Large Language Models (LLMs) present significant computational and memory challenges due to their extensive size, making pruning essential for their efficient deployment. Existing one-shot pruning methods often apply uniform sparsity constraints across layers or within each layer, resulting in suboptimal performance, especially at high sparsity ratios. This work introduces TRIM (Targeted Row-wise Iterative Metric-driven pruning), a novel approach that applies varying sparsity ratios to individual output dimensions (rows) within each layer. TRIM employs an iterative adjustment process guided by quality metrics to optimize dimension-wise sparsity allocation, focusing on reducing variance in quality retention across outputs to preserve critical information. TRIM can be seamlessly integrated with existing layer-wise pruning strategies. Our evaluations on perplexity and zero-shot tasks across diverse LLM families (Qwen2.5, LLaMA-2, and OPT) and sparsity levels demonstrate that TRIM achieves new state-of-the-art results and enhances stability. For instance, at 80% sparsity, TRIM reduces perplexity by 48% for Qwen2.5-14B and over 90% for OPT-13B compared to baseline methods. We conclude that fine-grained, dimension-wise sparsity adaptation is crucial for pushing the limits of extreme LLM compression. Code available at: https://github.com/flobk/TRIM
- Paper ID: 2505.16743
- Title: TRIM: Achieving Extreme Sparsity with Targeted Row-wise Iterative Metric-driven Pruning
- Authors: Florentin Beck (University of Tübingen), William Rudman (University of Texas at Austin), Carsten Eickhoff (University of Tübingen)
- Categories: cs.CL cs.AI cs.LG
- Publication Date: October 11, 2025 (arXiv v2)
- Paper Link: https://arxiv.org/abs/2505.16743
- Code Link: https://github.com/flobk/TRIM
Large Language Models (LLMs) face significant computational and memory challenges due to their massive parameter scale, making model pruning essential for efficient deployment. Existing one-shot pruning methods typically apply uniform sparsity constraints across layers or within layers, exhibiting poor performance at high sparsity rates. This paper proposes TRIM (Targeted Row-wise Iterative Metric-driven pruning), a novel approach that applies different sparsity rates to individual output dimensions (rows) within each layer. TRIM employs an iterative adjustment process guided by quality metrics to optimize dimension-level sparsity allocation, focusing on reducing variance in quality preservation across outputs to retain critical information. TRIM seamlessly integrates with existing layer-level pruning strategies. Perplexity and zero-shot task evaluations across multiple LLM families (Qwen2.5, LLaMA-2, and OPT) and sparsity levels demonstrate that TRIM achieves state-of-the-art results and enhanced stability. For instance, at 80% sparsity, TRIM reduces perplexity by 48% for Qwen2.5-14B and over 90% for OPT-13B compared to baseline methods.
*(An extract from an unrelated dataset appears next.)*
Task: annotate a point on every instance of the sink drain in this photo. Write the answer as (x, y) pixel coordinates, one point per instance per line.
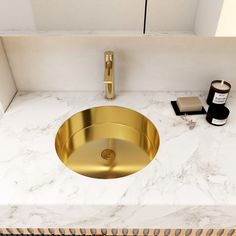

As the parameter scale of large language models grows exponentially, model deployment faces severe memory and computational resource constraints. While parameter growth brings performance improvements and emergent capabilities, it makes inference in resource-limited environments challenging.
- Uniform Sparsity Constraints: Existing one-shot pruning methods (e.g., Wanda, OWL, AlphaPruning) typically apply identical sparsity rates across all layers or all output dimensions within layers
- Sharp Performance Degradation at High Sparsity: At extreme sparsity levels (>70%), uniform strategies lead to significant performance deterioration
- Neglect of Dimension Heterogeneity: Different output dimensions exhibit significant variations in pruning sensitivity and importance
The paper observes that LLMs possess unique weight and activation characteristics, such as prominent outlier features and highly skewed activation distributions. These characteristics suggest that different output dimensions within layers have varying pruning sensitivities, necessitating more fine-grained sparsity allocation strategies.
- First Dimension-Level Sparsity Allocation: Proposes the first algorithm to compute different sparsity rates for individual output dimensions within each layer
- SOTA Performance at Extreme Sparsity: At 80% sparsity, significantly reduces perplexity compared to existing methods (48% reduction for Qwen2.5-14B, 90%+ for OPT-13B)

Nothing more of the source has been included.